Un azionariato popolare come lo vede?

La natura di certi investimenti per le infrastrutture idriche richiede delle somme ingenti di capitale. Però per fare altri interventi legati all’acqua penso che si possa pensare ad un azionariato popolare: penso alla conservazione e alla preservazione di ecosistemi e di pulizia.
Di base, quello che posso dire è che la maggior parte delle opere idrauliche vengono finanziate da fonti pubblici proprio perché, in realtà, lo Stato riconosce la natura pubblica della gestione dell’acqua.

Lei ha fatto il giro del mondo dell’acqua in nove viaggi. Caso limite e caso che non si sarebbe mai aspettato.

Il caso limite sono i miliardi di persone che non hanno accesso all'acqua potabile e ai servizi igienico-sanitari in molte parti del mondo. Sono appena tornato dal Sud Sudan in Africa un paese in cui il più del 70% della popolazione non ha accesso a un bagno e fa i suoi bisogni all'aperto, pensiamo ad una donna e ai rischi per la sua sicurezza, non a caso questo aumenta di molto anche il tasso di violenza sulle donne. Le persone senza accesso ai servizi igienico-sanitari sono più di un miliardo, nel mondo. Il caso positivo è Singapore dove si ricicla il 100% dell'acqua di fogna del paese: tutta l'acqua che viene scaricata non viene buttata in mare, ma depurata e poi reinserita nel circuito di distribuzione dell'acqua pubblica, un’economia circolare dell'acqua quindi.

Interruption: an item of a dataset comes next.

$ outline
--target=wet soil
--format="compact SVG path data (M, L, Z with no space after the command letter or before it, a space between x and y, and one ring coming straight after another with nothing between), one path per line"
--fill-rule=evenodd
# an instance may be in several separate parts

Inghilterra, sistema privato; Parigi e Berlino hanno ripubblicizzato. Quale, il sistema migliore?

Come dicevo, non c’è panacea. Di certo, se il sistema è privato, ci deve essere un ambiente regolatorio molto forte. Anche la banca mondiale adesso è molto più cauta nel promuovere sistemi privati di gestione del servizio idrico integrato se non in presenza di sistema di regole e di controlli. In Italia il sistema è “a spezzatino”: ci sono molti gestori e io credo che questo sia un problema perché la mancanza di integrazione tra tutte queste entità ovviamente non rende agevole la gestione del servizio e il suo miglioramento.

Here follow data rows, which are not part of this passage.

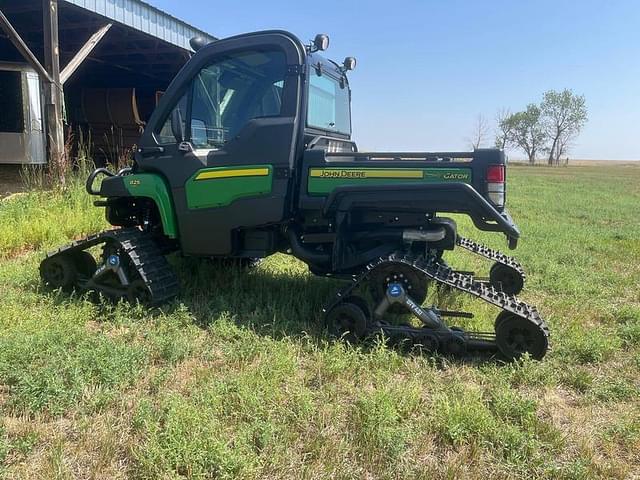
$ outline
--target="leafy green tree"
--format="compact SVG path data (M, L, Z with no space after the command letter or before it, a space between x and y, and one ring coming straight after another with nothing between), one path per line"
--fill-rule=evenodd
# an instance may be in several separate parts
M566 153L568 144L587 121L585 98L566 88L561 92L549 90L544 93L540 110L544 131L550 142L548 162L549 165L557 165L560 156Z
M503 108L496 115L496 141L495 146L500 150L506 150L513 143L513 124L509 121L511 112Z
M509 132L508 142L521 148L529 163L535 163L536 155L544 150L547 139L540 107L530 103L524 111L509 115L503 122L501 128Z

Quante guerre, in realtà, in questo momento sono “guerre d’acqua”, nel mondo?

Iniziamo sempre dai dati. Gli scienziati hanno studiato con quanta frequenza l'acqua causa conflitti o causa cooperazione. Quando due paesi si devono confrontare per la gestione di un fiume condiviso, come ad esempio il Nilo in Africa che è condiviso da dieci paesi, in realtà la nostra intuizione ci dice che si metteranno a litigare. Però i dati storici che sono stati raggruppati dal 1850, che quindi hanno studiato più di 150 anni di eventi legati all'acqua, hanno scoperto che tra nazioni che si devono confrontare sull’acqua la cooperazione è un risultato più frequente.
La condizione conflittuale dell’acqua non sparisce, la stessa radice etimologica di “rivale” rimanda alla conflittualità di due paesi che condividono due “rive” di uno stesso fiume. Però storicamente quando i paesi si sono dovuti confrontare sull’acqua hanno scelto la cooperazione e non il conflitto, anche perché la gestione cooperativa, condivisa, delle risorse normalmente porta più benefici rispetto alla gestione unilaterale.